Animais

Para sempre à distância

Santiago Ferreira

Alguns lugares são melhores deixar para a imaginação

Do meu poleiro na floresta de pinhão e zimbro nos arredores de Cortez, Colorado, a Sleeping Ute Mountain parece ser duas montanhas, ou talvez uma pequena procissão delas. Dizem que se parece com um chefe, cuja topografia lembra o perfil de um homem deitado de costas: o ponto mais alto é a cabeça, projetando-se para o céu, os pontos mais baixos são os braços cruzados sobre o peito. Seu corpo é embalado por colinas, cumes e ravinas. Sento-me em um penhasco de arenito e vejo uma tempestade de primavera lançar brevemente um véu sobre seu rosto.

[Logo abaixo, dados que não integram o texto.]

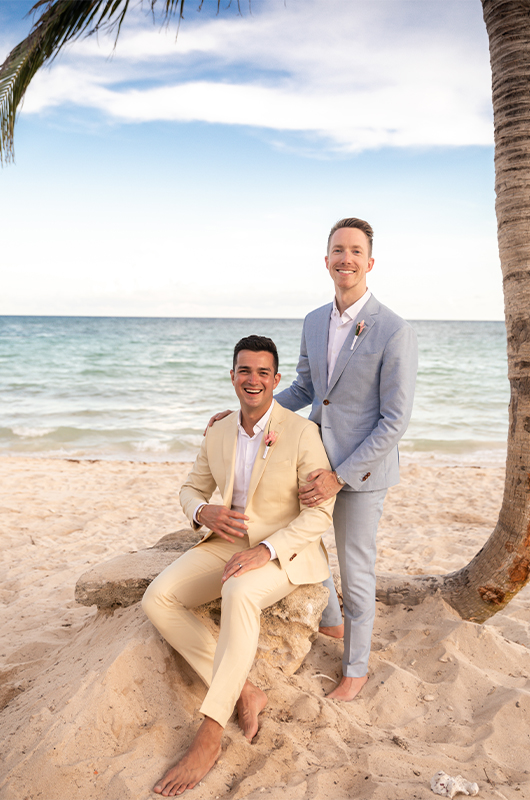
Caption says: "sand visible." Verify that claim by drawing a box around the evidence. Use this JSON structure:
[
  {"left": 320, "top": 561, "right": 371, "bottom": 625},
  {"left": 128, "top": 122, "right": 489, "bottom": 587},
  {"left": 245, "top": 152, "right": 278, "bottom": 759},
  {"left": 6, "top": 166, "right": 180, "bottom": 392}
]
[{"left": 0, "top": 457, "right": 530, "bottom": 800}]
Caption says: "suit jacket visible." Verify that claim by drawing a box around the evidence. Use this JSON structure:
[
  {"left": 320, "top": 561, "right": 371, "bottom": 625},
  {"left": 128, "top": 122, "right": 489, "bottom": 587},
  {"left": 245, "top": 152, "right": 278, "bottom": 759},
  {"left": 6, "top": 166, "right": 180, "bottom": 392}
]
[
  {"left": 180, "top": 403, "right": 335, "bottom": 584},
  {"left": 275, "top": 295, "right": 418, "bottom": 491}
]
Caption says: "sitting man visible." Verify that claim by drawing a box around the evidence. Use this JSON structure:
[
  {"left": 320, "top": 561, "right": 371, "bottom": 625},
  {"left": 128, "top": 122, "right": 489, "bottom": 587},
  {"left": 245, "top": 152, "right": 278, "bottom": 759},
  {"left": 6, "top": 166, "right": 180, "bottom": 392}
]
[{"left": 142, "top": 336, "right": 335, "bottom": 797}]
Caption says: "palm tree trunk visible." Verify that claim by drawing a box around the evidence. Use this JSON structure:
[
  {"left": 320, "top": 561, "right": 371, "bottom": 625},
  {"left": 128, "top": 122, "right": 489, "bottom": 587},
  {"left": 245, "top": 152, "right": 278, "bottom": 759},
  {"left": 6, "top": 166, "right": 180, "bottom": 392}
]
[{"left": 377, "top": 0, "right": 530, "bottom": 622}]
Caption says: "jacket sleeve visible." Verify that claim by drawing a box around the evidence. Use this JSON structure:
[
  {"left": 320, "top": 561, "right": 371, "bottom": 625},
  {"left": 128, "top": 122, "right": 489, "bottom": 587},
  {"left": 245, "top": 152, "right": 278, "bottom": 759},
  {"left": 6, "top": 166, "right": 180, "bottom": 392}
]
[
  {"left": 267, "top": 423, "right": 335, "bottom": 568},
  {"left": 179, "top": 429, "right": 217, "bottom": 530},
  {"left": 274, "top": 322, "right": 315, "bottom": 411},
  {"left": 336, "top": 325, "right": 418, "bottom": 489}
]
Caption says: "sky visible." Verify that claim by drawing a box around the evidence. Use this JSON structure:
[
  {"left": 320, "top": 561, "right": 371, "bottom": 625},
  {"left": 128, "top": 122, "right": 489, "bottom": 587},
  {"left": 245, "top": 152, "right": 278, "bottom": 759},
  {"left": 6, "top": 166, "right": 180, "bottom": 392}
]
[{"left": 0, "top": 0, "right": 504, "bottom": 320}]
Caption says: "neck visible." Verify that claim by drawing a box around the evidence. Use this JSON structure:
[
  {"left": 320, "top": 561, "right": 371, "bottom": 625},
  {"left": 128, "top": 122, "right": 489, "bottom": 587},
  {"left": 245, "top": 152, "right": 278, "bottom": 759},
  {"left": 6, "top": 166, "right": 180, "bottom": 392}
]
[{"left": 335, "top": 286, "right": 368, "bottom": 316}]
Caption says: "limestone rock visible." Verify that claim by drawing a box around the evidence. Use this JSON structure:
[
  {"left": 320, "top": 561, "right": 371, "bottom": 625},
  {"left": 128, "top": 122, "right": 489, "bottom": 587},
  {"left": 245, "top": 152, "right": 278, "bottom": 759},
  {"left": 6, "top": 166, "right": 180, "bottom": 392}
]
[
  {"left": 75, "top": 528, "right": 328, "bottom": 675},
  {"left": 75, "top": 528, "right": 201, "bottom": 610}
]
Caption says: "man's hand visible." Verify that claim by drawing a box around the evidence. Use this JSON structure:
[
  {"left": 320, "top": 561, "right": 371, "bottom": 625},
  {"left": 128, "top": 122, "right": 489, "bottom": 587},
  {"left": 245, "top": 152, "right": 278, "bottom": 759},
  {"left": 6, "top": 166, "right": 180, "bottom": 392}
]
[
  {"left": 222, "top": 544, "right": 271, "bottom": 583},
  {"left": 197, "top": 504, "right": 249, "bottom": 549},
  {"left": 298, "top": 469, "right": 342, "bottom": 508},
  {"left": 203, "top": 408, "right": 232, "bottom": 436}
]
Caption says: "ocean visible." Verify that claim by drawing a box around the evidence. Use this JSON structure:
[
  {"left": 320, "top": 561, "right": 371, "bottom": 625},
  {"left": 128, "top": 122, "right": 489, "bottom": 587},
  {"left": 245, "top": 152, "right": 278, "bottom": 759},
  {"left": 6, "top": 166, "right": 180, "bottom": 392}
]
[{"left": 0, "top": 316, "right": 509, "bottom": 465}]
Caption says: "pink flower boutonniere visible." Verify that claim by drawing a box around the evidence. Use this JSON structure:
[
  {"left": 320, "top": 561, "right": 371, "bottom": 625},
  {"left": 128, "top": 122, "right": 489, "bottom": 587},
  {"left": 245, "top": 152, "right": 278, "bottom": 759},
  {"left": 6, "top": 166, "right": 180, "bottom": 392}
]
[
  {"left": 350, "top": 319, "right": 366, "bottom": 350},
  {"left": 263, "top": 431, "right": 278, "bottom": 458}
]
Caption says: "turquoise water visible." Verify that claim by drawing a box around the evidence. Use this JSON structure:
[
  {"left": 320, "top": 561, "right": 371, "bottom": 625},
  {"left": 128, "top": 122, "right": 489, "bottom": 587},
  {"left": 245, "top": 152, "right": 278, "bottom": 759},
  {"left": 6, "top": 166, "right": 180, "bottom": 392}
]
[{"left": 0, "top": 317, "right": 509, "bottom": 463}]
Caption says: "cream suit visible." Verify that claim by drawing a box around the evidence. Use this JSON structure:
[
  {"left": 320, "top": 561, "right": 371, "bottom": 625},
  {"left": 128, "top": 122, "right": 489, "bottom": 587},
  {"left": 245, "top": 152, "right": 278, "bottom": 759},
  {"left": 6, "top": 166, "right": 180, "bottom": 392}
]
[{"left": 138, "top": 403, "right": 335, "bottom": 727}]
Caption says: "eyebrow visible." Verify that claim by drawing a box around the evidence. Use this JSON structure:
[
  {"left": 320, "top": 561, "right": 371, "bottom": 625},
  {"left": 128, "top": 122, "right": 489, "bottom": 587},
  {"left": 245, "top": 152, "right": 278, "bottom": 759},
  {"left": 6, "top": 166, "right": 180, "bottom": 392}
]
[{"left": 236, "top": 364, "right": 272, "bottom": 372}]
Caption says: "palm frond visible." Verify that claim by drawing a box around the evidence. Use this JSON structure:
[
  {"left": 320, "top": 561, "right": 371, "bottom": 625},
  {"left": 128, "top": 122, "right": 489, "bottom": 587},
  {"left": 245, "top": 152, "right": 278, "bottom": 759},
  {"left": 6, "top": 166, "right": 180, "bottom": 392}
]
[{"left": 0, "top": 0, "right": 190, "bottom": 163}]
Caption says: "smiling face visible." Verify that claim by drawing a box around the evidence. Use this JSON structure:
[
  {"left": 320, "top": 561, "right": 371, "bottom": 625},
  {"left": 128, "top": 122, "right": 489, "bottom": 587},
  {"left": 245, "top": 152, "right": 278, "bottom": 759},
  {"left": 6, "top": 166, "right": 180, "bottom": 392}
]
[
  {"left": 230, "top": 350, "right": 281, "bottom": 422},
  {"left": 325, "top": 228, "right": 374, "bottom": 313}
]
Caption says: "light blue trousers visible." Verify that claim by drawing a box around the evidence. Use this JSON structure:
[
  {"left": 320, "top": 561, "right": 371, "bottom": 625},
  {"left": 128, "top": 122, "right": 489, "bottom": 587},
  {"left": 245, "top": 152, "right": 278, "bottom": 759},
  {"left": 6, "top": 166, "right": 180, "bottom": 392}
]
[{"left": 320, "top": 489, "right": 387, "bottom": 678}]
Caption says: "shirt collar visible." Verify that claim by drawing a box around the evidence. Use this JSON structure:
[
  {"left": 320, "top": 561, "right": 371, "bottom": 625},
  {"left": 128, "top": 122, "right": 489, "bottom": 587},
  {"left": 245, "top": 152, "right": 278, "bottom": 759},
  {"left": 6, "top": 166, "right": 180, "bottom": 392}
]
[
  {"left": 331, "top": 289, "right": 372, "bottom": 322},
  {"left": 237, "top": 398, "right": 276, "bottom": 438}
]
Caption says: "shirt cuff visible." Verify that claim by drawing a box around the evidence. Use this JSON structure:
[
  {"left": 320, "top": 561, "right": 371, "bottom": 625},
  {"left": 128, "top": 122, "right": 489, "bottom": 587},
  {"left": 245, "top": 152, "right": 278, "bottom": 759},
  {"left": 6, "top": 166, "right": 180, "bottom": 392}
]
[
  {"left": 193, "top": 503, "right": 204, "bottom": 525},
  {"left": 260, "top": 540, "right": 278, "bottom": 561}
]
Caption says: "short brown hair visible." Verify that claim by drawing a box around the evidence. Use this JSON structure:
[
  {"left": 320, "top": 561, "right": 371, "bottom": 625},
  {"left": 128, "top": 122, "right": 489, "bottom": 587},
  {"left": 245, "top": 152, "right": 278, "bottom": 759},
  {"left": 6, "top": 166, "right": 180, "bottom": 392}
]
[
  {"left": 328, "top": 217, "right": 374, "bottom": 257},
  {"left": 232, "top": 333, "right": 278, "bottom": 375}
]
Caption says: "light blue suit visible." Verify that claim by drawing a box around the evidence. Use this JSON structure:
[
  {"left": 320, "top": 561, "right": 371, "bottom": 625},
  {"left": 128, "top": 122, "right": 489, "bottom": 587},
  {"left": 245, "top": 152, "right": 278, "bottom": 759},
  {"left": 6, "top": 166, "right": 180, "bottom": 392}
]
[{"left": 275, "top": 295, "right": 418, "bottom": 677}]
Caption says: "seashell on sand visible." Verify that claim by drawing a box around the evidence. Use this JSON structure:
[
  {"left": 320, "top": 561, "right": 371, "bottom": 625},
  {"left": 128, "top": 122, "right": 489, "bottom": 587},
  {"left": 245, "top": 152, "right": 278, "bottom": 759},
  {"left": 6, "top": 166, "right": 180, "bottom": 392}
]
[{"left": 431, "top": 770, "right": 478, "bottom": 797}]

A montanha está tão perto que posso ver quais contornos meus pés traçariam se eu me levantasse, atravessasse a artemísia e subisse até o sopé dela. Eu sei exatamente qual cume eu escalaria para chegar ao topo de sua cabeça. E, no entanto, é uma caminhada que nunca farei, uma vista que nunca apreciarei. A montanha Sleeping Ute é sagrada e administrada por, a tribo Ute Mountain Ute. A tribo limita a recreação e proíbe amplamente o acesso de membros não tribais às suas encostas.

Nós, que vivemos no oeste americano, aprendemos que as copiosas terras públicas aqui pertencem a todos nós, e que nosso acesso a elas é um direito que herdamos através da visão de antepassados ​​preocupados com o meio ambiente que criaram parques e florestas nacionais em vez de derrubar as florestas. terras em casas particulares e cidades. É raro ouvir que algo está fora dos limites. Nós nos irritamos com as placas de proibição de invasão e áreas de propriedade privada que nos impedem de chegar às terras públicas onde pedalamos, caminhamos e acampamos. Conquistamos montanhas em tão grande número que os funcionários públicos são forçados a implementar sistemas de licenças para nos impedir de atropelar os frágeis ecossistemas alpinos.

Embora esteja claro como uma montanha pode se beneficiar por ser mantida fora dos limites, é menos claro o que uma pessoa ganha por ser mantida longe de um lugar. Embora muitas vezes precisemos tocar, cheirar e experimentar lugares para amá-los e protegê-los, aqueles que não conseguimos alcançar acabam se tornando mais poderosos em nossa imaginação. Por mais desconectados que muitos de nós estejamos do mundo dos mitos que outrora se sobrepunham ao mundo físico que habitamos, precisamos de ser lembrados de que existem coisas que não podemos ver ou tocar, mas que, no entanto, moldam as nossas vidas. É bom ampliar a imaginação, praticar a humildade, sentar-nos na base de uma montanha que nunca escalaremos.

Como todos os colonos brancos nas terras dos Ute, mudei-me para cá vindo de outro lugar. Mudei com frequência na idade adulta, em busca de algo que não consigo nomear. Meus ancestrais fizeram praticamente o mesmo. Agora, observando as nuvens e a luz pintarem a face da Montanha Sleeping Ute, lembro-me de descrição da autora Rebecca Solnit do tom específico de azul que ocupa horizontes distantes. Ela chama isso de cor do desejo. Quando vemos uma gama distante de picos, muitos de nós ansiamos por estar neles, por estar entre aquela sombra sedutora. Mas quando finalmente chegamos a eles – pés cheios de bolhas, músculos doloridos – descobrimos que eles são mais ou menos da mesma cor do lugar onde acabamos de visitar. E se, pergunta Solnit, não víssemos o desejo como algo a ser saciado, mas o entendêssemos como um sentimento em si, uma coceira que não precisa ser coçada?

Escalar Sleeping Ute não me deixará mais perto do tom perfeito que procuro. Fazer isso apenas transformaria a montanha em qualquer uma das dezenas em que já estive. Mas como uma montanha que sempre olharei e nunca tocarei, ela se torna algo totalmente diferente: um lembrete físico de tudo que nunca poderei compreender ou conquistar, e tudo que posso aprender ficando quieto. O fato de estar fora de alcance só faz com que brilhe mais intensamente. Não precisamos enviar foguetes para cada estrela do céu noturno para saber que as estrelas tornam o mundo mais bonito, mais sagrado, mais completo.

Santiago Ferreira é o diretor do portal Naturlink e um ardente defensor do ambiente e da conservação da natureza. Com formação académica na área das Ciências Ambientais, Santiago tem dedicado a maior parte da sua carreira profissional à pesquisa e educação ambiental. O seu profundo conhecimento e paixão pelo ambiente levaram-no a assumir a liderança do Naturlink, onde tem sido fundamental na direção da equipa de especialistas, na seleção do conteúdo apresentado e na construção de pontes entre a comunidade online e o mundo natural.